Overall, given natural gas’ fundamental set-up, prices are expected to stay strong. This should aid gas-weighted producers like SilverBow Resources (SBOW - Free Report) , Range Resources Corporation (RRC - Free Report) and Antero Resources (AR - Free Report) . SilverBow and Range Resources sport a Zacks Rank #1 (Strong Buy), while Antero carries a Zacks Rank #2 (Buy).

You can see the complete list of today’s Zacks #1 Rank stocks here.

Over 30 days, SilverBow has seen the Zacks Consensus Estimate for 2021 increase 3.2%. SilverBow controls 165,000 net acres in the Eagle Ford and around 80% of its total output comprises natural gas. SilverBow Resources’ exposure to premium markets and focus on costs and margins should help it to benefit from rising natural gas prices.

Range Resources has a strong footing in the prolific Appalachian Basin. In the gas-rich resource, the upstream firm has huge inventories of low-risk drilling sites that are likely to provide production for several decades.

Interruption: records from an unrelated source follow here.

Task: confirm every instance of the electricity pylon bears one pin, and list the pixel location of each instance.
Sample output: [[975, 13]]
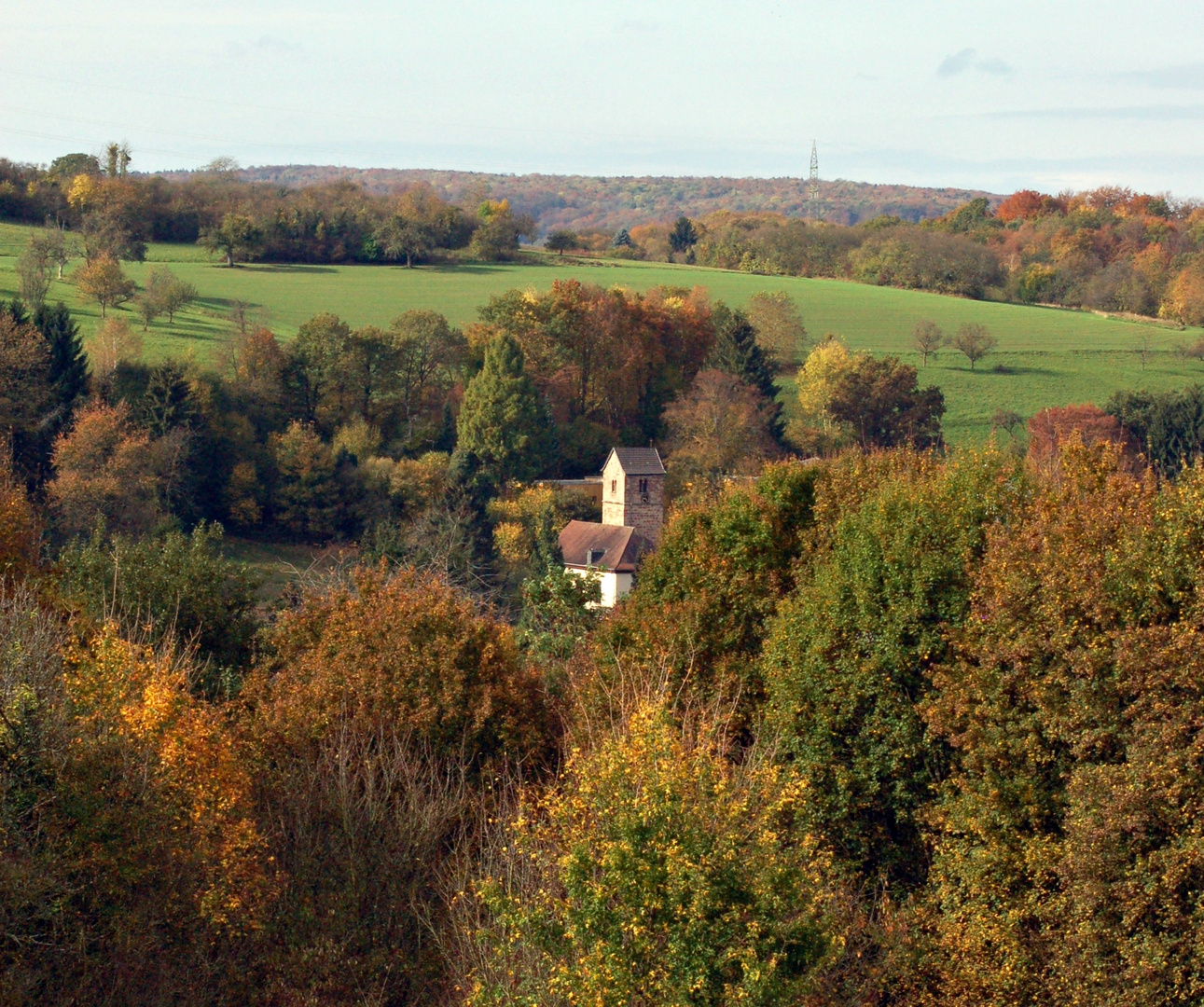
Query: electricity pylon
[[814, 186]]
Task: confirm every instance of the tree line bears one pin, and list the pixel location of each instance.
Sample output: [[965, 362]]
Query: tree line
[[1107, 249], [893, 727], [113, 214]]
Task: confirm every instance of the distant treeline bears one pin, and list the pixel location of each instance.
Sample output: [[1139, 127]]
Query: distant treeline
[[588, 202], [117, 214], [1109, 249]]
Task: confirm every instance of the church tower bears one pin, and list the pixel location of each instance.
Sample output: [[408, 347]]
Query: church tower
[[633, 491]]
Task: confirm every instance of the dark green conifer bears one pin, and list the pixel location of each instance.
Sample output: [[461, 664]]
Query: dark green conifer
[[737, 352], [504, 420], [69, 363]]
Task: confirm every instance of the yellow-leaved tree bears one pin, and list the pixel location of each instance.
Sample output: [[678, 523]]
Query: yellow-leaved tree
[[655, 873]]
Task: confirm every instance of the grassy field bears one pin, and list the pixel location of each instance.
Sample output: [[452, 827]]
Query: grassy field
[[1045, 356]]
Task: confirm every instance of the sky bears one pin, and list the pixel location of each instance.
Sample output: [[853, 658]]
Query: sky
[[977, 95]]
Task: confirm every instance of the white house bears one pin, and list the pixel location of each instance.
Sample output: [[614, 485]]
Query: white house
[[632, 514]]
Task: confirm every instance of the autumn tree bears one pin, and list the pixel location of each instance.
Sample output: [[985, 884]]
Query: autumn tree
[[34, 273], [1184, 297], [852, 650], [387, 713], [657, 873], [157, 846], [778, 325], [884, 405], [696, 618], [166, 293], [52, 245], [1063, 701], [20, 531], [973, 340], [404, 237], [426, 355], [561, 241], [171, 586], [814, 426], [1050, 430], [499, 231], [312, 365], [719, 426], [307, 497], [104, 282], [112, 343], [504, 421], [110, 473], [927, 338], [237, 239]]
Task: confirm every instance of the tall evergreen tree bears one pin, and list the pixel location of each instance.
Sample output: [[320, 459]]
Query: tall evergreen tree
[[69, 363], [737, 352], [504, 421]]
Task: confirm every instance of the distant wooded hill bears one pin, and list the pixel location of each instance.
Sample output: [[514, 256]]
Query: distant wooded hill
[[582, 202]]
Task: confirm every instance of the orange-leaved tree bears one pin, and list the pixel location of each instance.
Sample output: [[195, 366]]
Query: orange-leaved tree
[[657, 871], [384, 713]]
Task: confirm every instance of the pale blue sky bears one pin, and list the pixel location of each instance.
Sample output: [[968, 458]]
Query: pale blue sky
[[971, 94]]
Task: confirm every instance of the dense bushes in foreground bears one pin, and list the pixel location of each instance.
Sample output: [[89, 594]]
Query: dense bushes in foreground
[[889, 728]]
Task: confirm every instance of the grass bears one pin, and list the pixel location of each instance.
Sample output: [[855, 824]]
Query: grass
[[277, 566], [1045, 356]]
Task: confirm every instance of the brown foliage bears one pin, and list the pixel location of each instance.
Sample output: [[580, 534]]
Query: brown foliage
[[408, 654], [110, 472], [1051, 430], [719, 426]]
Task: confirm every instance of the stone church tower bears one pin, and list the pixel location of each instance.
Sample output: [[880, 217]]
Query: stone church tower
[[633, 491]]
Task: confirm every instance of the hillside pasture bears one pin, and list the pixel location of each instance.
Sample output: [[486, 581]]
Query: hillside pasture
[[1045, 356]]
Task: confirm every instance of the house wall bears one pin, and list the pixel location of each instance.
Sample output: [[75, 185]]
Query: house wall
[[624, 504], [613, 585]]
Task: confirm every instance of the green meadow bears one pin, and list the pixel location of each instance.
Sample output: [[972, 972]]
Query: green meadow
[[1045, 356]]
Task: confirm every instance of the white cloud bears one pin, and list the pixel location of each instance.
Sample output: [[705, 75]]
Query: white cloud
[[968, 59]]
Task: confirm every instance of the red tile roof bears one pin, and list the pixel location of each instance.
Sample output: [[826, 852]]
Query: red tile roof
[[620, 546]]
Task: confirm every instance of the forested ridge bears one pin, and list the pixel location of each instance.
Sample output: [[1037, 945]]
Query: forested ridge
[[1107, 249], [584, 202], [881, 722]]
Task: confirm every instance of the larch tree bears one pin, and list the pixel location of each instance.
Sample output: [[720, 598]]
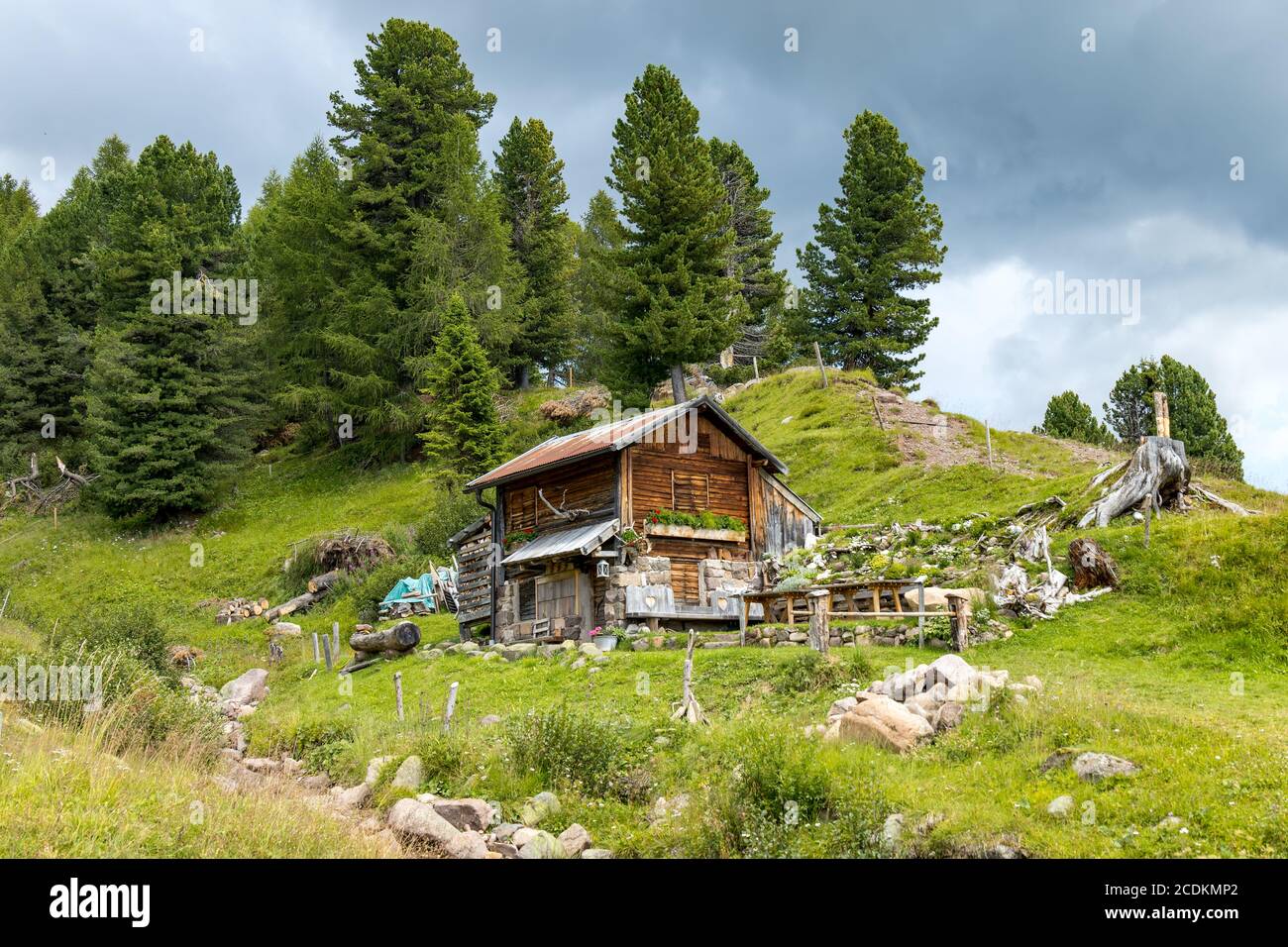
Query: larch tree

Over 30 days, Range Resources has seen the Zacks Consensus Estimate for 2021 increase 11.2%.

Antero Resources’ asset base — primarily focused on natural gas — is also concentrated on the Appalachian Basin. Antero Resources has amassed approximately 513,000 net acres of rich properties located in West Virginia and Ohio. Over 30 days, the firm has seen the Zacks Consensus Estimate for 2021 increase 10.6%.

For natural gas operators like Comstock Resources (CRK - Free Report) and EQT Corporation (EQT - Free Report) , investors should preferably wait for a better entry point before buying their shares. Both companies carry a Zacks Rank #3 (Hold).